わたしはどうやら、時間が流れていくにしたがって、
何かが消えるとか、失われるとか、忘れられるということがおそろしいらしい。
ここに書かれたもの。その何倍もある、書かれなかったもの。
でも決してなくならないもの――。
生の断片、世界の欠片は、きかれることを待っている。じっとして、掘り出されることを待っている。
感情タグBEST3
Posted by ブクログ
地面から数センチの場所に漂う香水の香りのように、普段なんとなく不意に浮かぶけど簡単に忘れてしまうような、いつでもそこにあるけど強く意識しないと忘れてしまうような、そういうものについて書かれている
そういう考えや疑問の答えがほしいと思って読む人にはおすすめしない
そういう考えや疑問、記憶の「適切な保存」について書かれているから。
行間に自分の記憶が不意に立ち現れて脳がトリップしたり、はっきりと答えが示されないまま考えを巡らせる文章にふわりと眠気が襲ったりして読むのに少し根気がいった それも心地いい疲労やった
終盤は実際の経験についての「保存」が試みられていて、事実に目を向けることで一気に読めた
そして今わたしも適切に保存したいと、この本の感想を打っている
これから何度も読み返したい一冊
Posted by ブクログ
普通の人なら気にも止めずに通り過ぎてしまうような日常の中のささやかな出来事や何気なく口にした言葉に永井さんは目を止める。それが、世界からこぼれ落ちてゆくものの「適切な保存」なのだ。瑞々しくて柔らかく穏やかな言葉の数々は、この人の視点で世界を見る稀有な体験を分けてくれるよう
Posted by ブクログ
一日の中で、哲学できる種はたくさん落ちているはずなのに、見落としていること、興味を持たず無視していることがたくさんあると気付かされた。
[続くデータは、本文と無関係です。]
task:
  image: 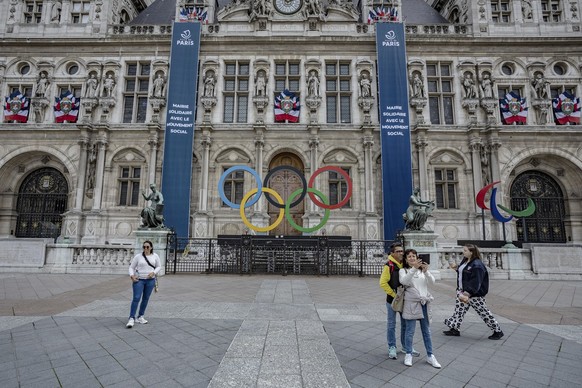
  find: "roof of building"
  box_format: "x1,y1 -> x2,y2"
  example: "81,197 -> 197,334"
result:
129,0 -> 449,25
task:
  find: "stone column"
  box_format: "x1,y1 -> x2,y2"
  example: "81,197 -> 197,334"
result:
469,137 -> 483,213
309,136 -> 319,213
254,134 -> 265,213
91,131 -> 108,211
198,134 -> 212,213
148,124 -> 159,187
74,129 -> 89,211
489,139 -> 501,182
364,136 -> 374,213
416,137 -> 429,198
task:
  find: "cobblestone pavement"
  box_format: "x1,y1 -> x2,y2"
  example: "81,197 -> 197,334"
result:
0,273 -> 582,388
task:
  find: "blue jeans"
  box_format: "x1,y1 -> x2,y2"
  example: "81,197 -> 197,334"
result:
386,303 -> 406,349
404,304 -> 432,357
129,278 -> 156,318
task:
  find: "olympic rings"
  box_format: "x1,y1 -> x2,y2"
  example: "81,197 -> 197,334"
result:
307,166 -> 352,210
475,181 -> 536,222
218,166 -> 262,209
240,187 -> 285,232
285,187 -> 331,233
218,165 -> 353,233
264,166 -> 307,209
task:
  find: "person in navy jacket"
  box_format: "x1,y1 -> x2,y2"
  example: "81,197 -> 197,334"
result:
443,244 -> 503,340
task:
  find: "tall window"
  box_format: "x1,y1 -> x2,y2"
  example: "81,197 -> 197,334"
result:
24,0 -> 42,24
550,85 -> 576,98
118,166 -> 141,206
328,167 -> 352,208
275,61 -> 301,123
542,0 -> 562,23
222,168 -> 245,207
325,62 -> 352,123
426,62 -> 455,124
434,168 -> 459,209
71,1 -> 91,24
224,61 -> 249,123
491,0 -> 511,23
123,62 -> 150,123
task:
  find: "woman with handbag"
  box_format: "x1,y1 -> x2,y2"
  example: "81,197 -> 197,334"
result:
126,240 -> 162,329
399,249 -> 441,368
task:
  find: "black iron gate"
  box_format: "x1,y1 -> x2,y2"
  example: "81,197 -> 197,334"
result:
510,171 -> 566,243
15,167 -> 69,238
166,235 -> 400,276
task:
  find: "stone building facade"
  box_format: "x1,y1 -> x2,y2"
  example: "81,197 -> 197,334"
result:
0,0 -> 582,252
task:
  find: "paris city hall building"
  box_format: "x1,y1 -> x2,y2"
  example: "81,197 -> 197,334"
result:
0,0 -> 582,272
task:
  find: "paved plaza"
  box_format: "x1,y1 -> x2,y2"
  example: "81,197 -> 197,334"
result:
0,273 -> 582,388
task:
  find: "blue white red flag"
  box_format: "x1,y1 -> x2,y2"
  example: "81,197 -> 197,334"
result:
54,90 -> 81,123
368,6 -> 398,24
499,91 -> 528,124
179,7 -> 208,24
275,89 -> 301,123
552,92 -> 580,125
4,90 -> 30,123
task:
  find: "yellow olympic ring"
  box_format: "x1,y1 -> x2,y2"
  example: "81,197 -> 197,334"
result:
239,187 -> 285,232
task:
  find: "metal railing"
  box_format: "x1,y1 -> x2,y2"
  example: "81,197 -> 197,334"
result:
166,235 -> 400,276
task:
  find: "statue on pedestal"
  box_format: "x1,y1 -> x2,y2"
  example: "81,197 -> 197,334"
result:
140,183 -> 164,229
402,187 -> 436,231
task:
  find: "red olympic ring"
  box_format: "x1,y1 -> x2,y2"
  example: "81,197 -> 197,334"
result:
307,166 -> 352,210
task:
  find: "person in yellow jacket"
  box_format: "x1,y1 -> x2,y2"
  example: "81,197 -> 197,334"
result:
380,243 -> 420,360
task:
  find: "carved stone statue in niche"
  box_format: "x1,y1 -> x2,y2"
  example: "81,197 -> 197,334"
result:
462,71 -> 477,99
531,73 -> 550,99
255,70 -> 267,96
204,70 -> 216,97
481,149 -> 491,186
307,70 -> 319,97
360,71 -> 372,97
481,72 -> 495,98
410,72 -> 424,98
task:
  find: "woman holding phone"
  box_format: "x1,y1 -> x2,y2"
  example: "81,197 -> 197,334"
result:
399,249 -> 441,368
125,240 -> 162,329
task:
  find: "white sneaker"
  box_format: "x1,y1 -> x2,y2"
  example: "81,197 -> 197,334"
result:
125,318 -> 135,329
426,354 -> 441,369
404,353 -> 412,366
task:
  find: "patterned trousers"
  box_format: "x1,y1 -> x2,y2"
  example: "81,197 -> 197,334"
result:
445,296 -> 501,331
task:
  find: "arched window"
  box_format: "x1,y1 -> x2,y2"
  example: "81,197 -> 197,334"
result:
510,171 -> 566,243
15,167 -> 69,238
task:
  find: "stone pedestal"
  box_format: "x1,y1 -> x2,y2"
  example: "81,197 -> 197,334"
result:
81,210 -> 105,245
134,229 -> 171,276
402,231 -> 441,280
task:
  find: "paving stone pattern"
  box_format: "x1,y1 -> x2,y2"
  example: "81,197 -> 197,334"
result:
0,274 -> 582,388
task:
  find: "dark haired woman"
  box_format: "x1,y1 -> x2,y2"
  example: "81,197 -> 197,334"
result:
443,244 -> 503,340
126,240 -> 162,329
399,249 -> 441,368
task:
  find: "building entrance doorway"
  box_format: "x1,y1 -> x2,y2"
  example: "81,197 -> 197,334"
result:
15,167 -> 69,238
510,171 -> 566,243
266,152 -> 305,236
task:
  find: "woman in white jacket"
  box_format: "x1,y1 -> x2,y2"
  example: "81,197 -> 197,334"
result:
399,249 -> 441,368
125,240 -> 162,329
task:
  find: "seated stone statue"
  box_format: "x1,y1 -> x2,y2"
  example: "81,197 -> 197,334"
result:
140,183 -> 164,228
402,187 -> 435,230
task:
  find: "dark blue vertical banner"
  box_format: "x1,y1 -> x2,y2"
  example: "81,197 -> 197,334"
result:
161,23 -> 200,237
376,23 -> 412,240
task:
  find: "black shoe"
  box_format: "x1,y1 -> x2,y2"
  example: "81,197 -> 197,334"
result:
443,329 -> 461,337
489,331 -> 503,339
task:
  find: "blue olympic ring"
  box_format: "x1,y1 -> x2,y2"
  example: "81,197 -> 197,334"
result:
218,166 -> 263,209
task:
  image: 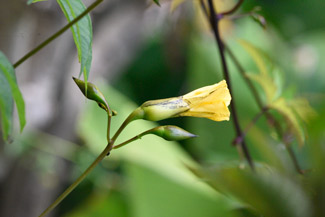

毎日忙しい、忙しいと思っていたが、自分が忙しくさせているだけで、今頭をいっぱいにしていることを脇に置いて、5分でも、周りの世界や自分の内面に浸ってみる習慣をつけたい。そうすれば、もっと自分がこの世界の一部であることが実感できるようになると思う。ただ通り過ぎるのではなく、小さな疑問さえ拾うように生きていきたい。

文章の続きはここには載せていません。